Newborns don’t do much but eat, sleep, poop, and cry. But they are so dang adorable and precious, so brand new that it is hard to do anything but love them to pieces. And let’s not forget that newborn smell. Mmmmm…..
When they age a couple months, colic is probably the biggest headache for parents (not to mention the babies themselves!). The poopy diapers come in at a close second, and seem to quadruple and only get stinkier. They need to be picked up while you are standing, for once you sit down they start crying again. And that dang diaper rash never seems to fully go away! It gets to the point that you smell diaper cream at all times, even when you aren’t near them. But this is also when they develop their personalities. And that smile! Who can resist the newly acquired smiles that take over a baby’s whole body?
Then there’s the toddler stage. These adorable little creatures can be pure evil. I’m not kidding. Do not be fooled by that dimpled grin and the “I love you” that comes out of the blue. I’m telling you, they are only trying to distract you from the new peanut butter masterpiece they just left on your bedroom wall. And do they know any other word besides “NO”? Probably not, except for when they are being exceptionally bright and asking you questions that really have some thought put into it, or when they are suddenly keen on helping you set the table because it’s a fun new game to do with mommy. And I’m sorry, but no one can make you see things in an entirely new and brilliant way than a toddler.
When they get to be old enough to go to school, they suddenly learn all sorts of new habits to bring home and try out on mom. Talking back, lying, picking their nose, wearing the same clothes day in and day out…. Their messes get messier. Their noise gets noisier. Their demands get demandier (is that a word?). They suddenly have more responsibilities, and dang if they don’t forget every single one of them. You are now the craft maker, scout leader, taxi cab driver, phone operator, teacher’s assistant, secretary, project manager…. Your role as mom has just taken on a million new duties, and yet the pay is still the same. However, this is also the age when kids can carry on a more serious conversation with you, when you are beginning to share a few of the same interests, and when you are finally able to see them as future adults as they take on interests of their own that are outside of yours.
Get to the tween years and it’s a whole other ballpark. The good news first – at this age they are probably the most helpful they will be in all of their life until they become an adult. They are more willing and able to help with household chores and managing their younger siblings. They can be depended on, and are, for the most part, pretty trustworthy. The bad news – they have started to think you are the biggest idiot in the whole wide world, and are begin to believe that any association with you might just ruin their rep.
And finally, the teen years.

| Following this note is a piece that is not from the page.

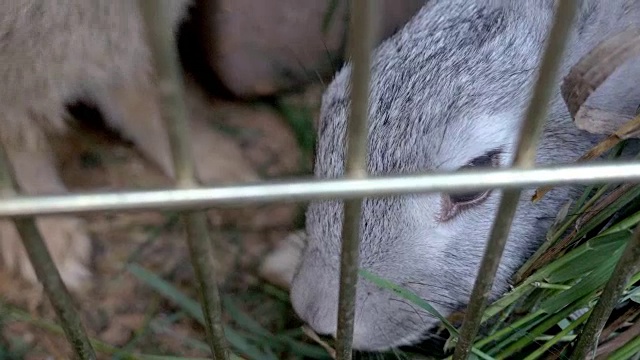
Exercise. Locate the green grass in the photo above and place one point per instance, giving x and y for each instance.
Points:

These are just like the tween years, minus the helpfulness and triple the “idiot thing”. They are suddenly under the impression that they came up out of the ground rather than believing that they are actually related to you. Need them to do something for you? Please don’t hold your breath. But if they need something from you, they are pleasant as pie. And then as soon as they get you to bend, you are once again back to idiot status. With their suddenly almost adult appearance brings on more adult decisions to face. Drugs, alcohol, sex, the suddenly less clear line between right and wrong…. But teens can surprise you, too. They are capable of making the RIGHT decision. And contrary to popular belief, a lot of times they do make the right decision. Some of the most helpful community servants are teens. Teens are passionate about their beliefs, and many of them are vocal about them. And even further, they do something about those beliefs. While sometimes their ideas that they are invincible can give us parents a heart attack, that same believed invincibility is what makes them stronger than many adults. They aren’t jaded by the world of today. They are rebels WITH a cause, fighting for what they believe in, and set on fulfilling their dreams about what they want to do with their life.
Britain’s The Baby Website recently conducted a survey asking their readers what age they believed was the worst when it came to kids. Anyone have a guess? Without much surprise, the winner of the poll ended up in the teen years. Of 2000 parents, a large majority of them decided that boys were the hardest to handle at age 15, and girls at 14 were a handful. And while I can definitely see that the teen years are the most difficult, I can’t help but think it’s also the age with the most rewards. Here is when we get to see our kids as they will be when they are adults, when they are the most themselves (minus the snarky attitudes and unwilling demeanor, hopefully).
What do you think? What age do you believe is the most difficult when it comes to kids? And what is the most difficult and the most rewarding aspects of your child at the age they are right now?